Cuando mi hermano David murió repentinamente de un infarto cardíaco, mis perspectivas sobre la vida cambiaron de forma dramática. Era el cuarto de siete hermanos, pero el primero en morir; y lo inesperado de su partida me llevó a reflexionar sobre muchas cosas. Al parecer, a medida que los años nos iban llegando, el futuro de nuestra familia estaría más marcado por pérdidas que por ganancias. Se iba a caracterizar más por adioses que por holas.
Nada de esto sorprendía desde lo intelectual, ya que la vida es así. Pero tal concientización fue un rayo emocional para mi cerebro, que le dio significado nuevo y refrescante a todo momento que la vida da y toda oportunidad que el tiempo permite. Y también agregó un enorme y renovado valor a la realidad de un reencuentro futuro, donde no se necesitarán más adioses.
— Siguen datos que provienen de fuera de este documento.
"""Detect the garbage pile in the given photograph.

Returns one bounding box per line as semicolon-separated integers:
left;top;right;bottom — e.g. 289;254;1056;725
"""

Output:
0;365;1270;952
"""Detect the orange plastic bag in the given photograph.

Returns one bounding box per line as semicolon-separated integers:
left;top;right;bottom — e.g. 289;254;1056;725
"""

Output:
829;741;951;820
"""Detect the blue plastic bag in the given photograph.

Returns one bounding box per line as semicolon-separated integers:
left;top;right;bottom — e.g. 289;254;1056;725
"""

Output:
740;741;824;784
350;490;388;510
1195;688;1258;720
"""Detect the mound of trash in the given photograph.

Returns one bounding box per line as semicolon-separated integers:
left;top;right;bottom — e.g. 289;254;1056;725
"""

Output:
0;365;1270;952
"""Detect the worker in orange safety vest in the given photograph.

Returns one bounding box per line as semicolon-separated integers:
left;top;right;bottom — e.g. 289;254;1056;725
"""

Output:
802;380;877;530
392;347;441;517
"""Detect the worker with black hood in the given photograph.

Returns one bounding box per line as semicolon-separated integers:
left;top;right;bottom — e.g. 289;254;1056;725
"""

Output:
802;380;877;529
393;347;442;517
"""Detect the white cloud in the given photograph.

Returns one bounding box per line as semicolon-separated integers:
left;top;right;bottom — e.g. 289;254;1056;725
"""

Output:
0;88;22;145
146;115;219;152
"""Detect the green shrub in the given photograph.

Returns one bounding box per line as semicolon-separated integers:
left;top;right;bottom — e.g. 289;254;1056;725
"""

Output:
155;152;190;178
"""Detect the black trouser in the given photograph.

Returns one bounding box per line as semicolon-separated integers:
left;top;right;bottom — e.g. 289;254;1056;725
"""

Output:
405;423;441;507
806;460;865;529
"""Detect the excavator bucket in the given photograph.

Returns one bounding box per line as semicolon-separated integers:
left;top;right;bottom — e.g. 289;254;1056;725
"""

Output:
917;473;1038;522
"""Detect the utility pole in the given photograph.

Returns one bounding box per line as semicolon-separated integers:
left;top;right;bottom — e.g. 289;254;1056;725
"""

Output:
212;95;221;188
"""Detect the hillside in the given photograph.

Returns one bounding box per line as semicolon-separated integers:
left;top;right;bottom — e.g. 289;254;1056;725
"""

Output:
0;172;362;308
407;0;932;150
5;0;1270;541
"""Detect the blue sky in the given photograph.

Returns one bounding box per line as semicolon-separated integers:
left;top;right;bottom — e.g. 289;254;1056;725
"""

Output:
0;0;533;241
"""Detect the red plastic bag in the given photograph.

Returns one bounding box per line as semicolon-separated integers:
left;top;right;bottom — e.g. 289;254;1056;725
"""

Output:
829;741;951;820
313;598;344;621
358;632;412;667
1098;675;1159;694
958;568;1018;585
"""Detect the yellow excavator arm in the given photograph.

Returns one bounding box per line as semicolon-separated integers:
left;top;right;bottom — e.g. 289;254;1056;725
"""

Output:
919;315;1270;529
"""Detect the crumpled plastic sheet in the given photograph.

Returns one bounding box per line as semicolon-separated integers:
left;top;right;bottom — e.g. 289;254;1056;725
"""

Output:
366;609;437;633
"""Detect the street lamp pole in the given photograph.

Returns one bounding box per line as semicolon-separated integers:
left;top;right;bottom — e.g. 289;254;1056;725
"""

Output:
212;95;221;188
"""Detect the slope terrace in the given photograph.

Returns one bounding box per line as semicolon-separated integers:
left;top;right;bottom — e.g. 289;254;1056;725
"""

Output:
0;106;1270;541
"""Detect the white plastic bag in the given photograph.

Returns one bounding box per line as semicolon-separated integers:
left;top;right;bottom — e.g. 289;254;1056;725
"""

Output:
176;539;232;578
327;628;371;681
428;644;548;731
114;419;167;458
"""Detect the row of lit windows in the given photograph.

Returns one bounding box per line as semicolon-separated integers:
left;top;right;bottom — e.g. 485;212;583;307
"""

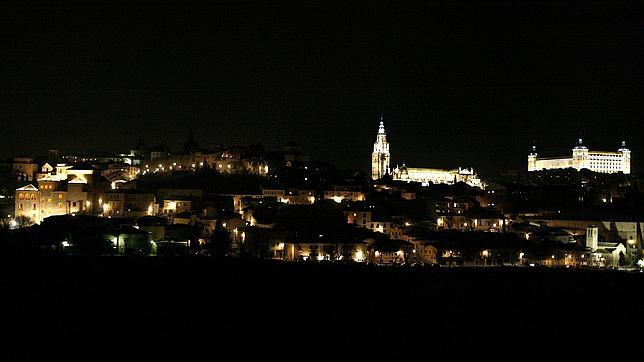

Esta es la verdad esencial que encontramos en Apocalipsis 21:3-4: «Dios mismo estará con ellos como su Dios. Enjugará Dios toda lágrima de los ojos de ellos; y ya no habrá muerte, ni habrá más llanto, ni clamor, ni dolor; porque las primeras cosas pasaron».
Aunque hoy atravesemos etapas de prolongados adioses, nuestra confianza en la muerte y resurrección de Cristo nos promete una eternidad de holas.